THERE are few sports that get you closer to the natural environment than surfing.
It is a crucial connection, as all surfers know – get it wrong and it could cost you your life.
The embedded irony is surfboard manufacturing is one of the most toxic in the water sports industry, given the carcinogenic properties of the materials and processes used.
Lennox Head board maker and environmental engineer Andrew Wells has tackled this ethical conundrum head-on and is making waves of the commercial kind with his designs built with plantation and recycled timbers instead of traditional poly foam.
Last week several of Andrew’s creations made the coveted Weekender section of The Sydney Morning Herald’s Good Weekend magazine that features the hottest new places, products and ideas.
Described as “so beautiful you’ll want to hang them on the wall – until you try them in the surf”, the accolade is just part of a surge of critical acclaim the Grown Surfboards label is garnering.
“Grown is all about turning a positive passion into a productive and ethical business,” he said.
“We love surfing and are passionate about our oceans and preserving them for the next generation of surfers. This love of surfing and responsibility to minimise our impact on the planet evolved into producing hand-made boards from recycled and plantation-grown timber.
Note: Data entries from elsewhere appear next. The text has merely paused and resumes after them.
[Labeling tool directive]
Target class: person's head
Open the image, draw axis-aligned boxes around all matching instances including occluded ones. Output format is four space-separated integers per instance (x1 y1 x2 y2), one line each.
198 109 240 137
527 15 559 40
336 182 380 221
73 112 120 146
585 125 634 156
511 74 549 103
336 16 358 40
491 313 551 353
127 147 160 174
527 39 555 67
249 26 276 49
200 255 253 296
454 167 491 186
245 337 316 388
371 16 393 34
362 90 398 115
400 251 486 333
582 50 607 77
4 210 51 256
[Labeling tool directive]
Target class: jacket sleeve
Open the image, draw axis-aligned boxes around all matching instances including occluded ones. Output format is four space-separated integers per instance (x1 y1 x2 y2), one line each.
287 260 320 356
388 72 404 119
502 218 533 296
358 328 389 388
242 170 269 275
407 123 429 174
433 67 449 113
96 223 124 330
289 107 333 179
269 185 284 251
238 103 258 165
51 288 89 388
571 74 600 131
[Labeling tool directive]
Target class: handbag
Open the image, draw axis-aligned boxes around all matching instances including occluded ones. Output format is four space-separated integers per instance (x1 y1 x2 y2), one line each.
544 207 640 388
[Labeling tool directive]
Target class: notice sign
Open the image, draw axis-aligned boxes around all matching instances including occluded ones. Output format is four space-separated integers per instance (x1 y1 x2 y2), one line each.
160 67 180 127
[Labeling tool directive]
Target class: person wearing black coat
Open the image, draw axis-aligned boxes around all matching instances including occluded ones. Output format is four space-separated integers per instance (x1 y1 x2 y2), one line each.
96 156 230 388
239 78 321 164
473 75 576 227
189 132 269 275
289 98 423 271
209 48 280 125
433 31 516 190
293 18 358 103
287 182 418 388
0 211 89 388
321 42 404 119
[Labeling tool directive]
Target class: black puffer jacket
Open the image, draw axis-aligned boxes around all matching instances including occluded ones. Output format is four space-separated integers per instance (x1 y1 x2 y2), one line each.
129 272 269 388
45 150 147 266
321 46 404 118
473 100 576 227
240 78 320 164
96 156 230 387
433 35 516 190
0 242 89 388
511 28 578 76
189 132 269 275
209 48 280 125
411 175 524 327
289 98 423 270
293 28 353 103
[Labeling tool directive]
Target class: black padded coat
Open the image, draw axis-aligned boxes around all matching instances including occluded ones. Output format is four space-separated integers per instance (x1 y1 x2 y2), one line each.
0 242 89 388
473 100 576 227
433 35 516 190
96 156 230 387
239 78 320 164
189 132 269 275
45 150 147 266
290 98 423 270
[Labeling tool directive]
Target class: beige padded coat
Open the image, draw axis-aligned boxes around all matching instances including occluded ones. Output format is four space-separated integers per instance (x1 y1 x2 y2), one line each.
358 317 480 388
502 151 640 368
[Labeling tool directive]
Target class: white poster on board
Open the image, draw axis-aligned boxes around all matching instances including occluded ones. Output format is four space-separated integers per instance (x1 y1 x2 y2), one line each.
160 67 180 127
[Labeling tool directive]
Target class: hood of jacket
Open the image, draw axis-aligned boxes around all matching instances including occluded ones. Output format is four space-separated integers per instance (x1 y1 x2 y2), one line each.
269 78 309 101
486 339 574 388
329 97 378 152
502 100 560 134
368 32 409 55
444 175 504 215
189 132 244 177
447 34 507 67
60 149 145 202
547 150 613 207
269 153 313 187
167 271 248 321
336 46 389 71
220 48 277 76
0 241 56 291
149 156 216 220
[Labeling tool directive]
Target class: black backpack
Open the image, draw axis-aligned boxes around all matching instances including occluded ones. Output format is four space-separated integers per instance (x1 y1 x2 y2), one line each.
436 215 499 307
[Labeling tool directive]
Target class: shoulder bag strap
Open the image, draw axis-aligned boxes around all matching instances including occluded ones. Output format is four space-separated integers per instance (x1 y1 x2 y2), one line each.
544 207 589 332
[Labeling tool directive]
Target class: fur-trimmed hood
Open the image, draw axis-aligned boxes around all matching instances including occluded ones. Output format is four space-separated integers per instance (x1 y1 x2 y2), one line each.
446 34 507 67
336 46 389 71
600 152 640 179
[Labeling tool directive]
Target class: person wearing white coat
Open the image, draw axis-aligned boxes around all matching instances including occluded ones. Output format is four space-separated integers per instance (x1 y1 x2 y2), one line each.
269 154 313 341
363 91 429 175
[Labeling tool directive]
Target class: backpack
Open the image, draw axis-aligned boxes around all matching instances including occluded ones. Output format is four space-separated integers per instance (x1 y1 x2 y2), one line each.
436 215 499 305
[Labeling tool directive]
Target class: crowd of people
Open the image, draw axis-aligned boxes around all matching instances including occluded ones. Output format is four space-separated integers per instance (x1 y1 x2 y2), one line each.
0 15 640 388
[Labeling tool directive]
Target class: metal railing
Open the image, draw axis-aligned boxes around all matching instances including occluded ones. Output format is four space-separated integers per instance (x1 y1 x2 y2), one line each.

“The key thing for me as a shaper is to design boards that are both functional and beautiful. I see them as being functional pieces of art.”
Reviews of his boards evoke images of the halcyon days of surfing when it was considered a counter-culture and more than three surfers on a break was considered crowded.
“I tend to base my designs on the old, classic shapes and then bring in a few modern influences,” he explained.
“You definitely have to take the timber you are using into account when you are designing each board. The timber I use in every board is either plantation-grown or recycled.
“I’ve got pieces of timber in my shed that I have set aside for boards which are still in my head and I won’t get around to building for a while. I want to reduce the impact that (surfboards) have on the environment, which in turn helps to reduce the impact that my surfing has on the environment.
“Unfortunately my boards are still (made) with glass cloth and resin, but as greener alternatives are developed I will look to use them.”
He also plans to develop a range of eco-surf clothing made with organic, natural and recycled fibres.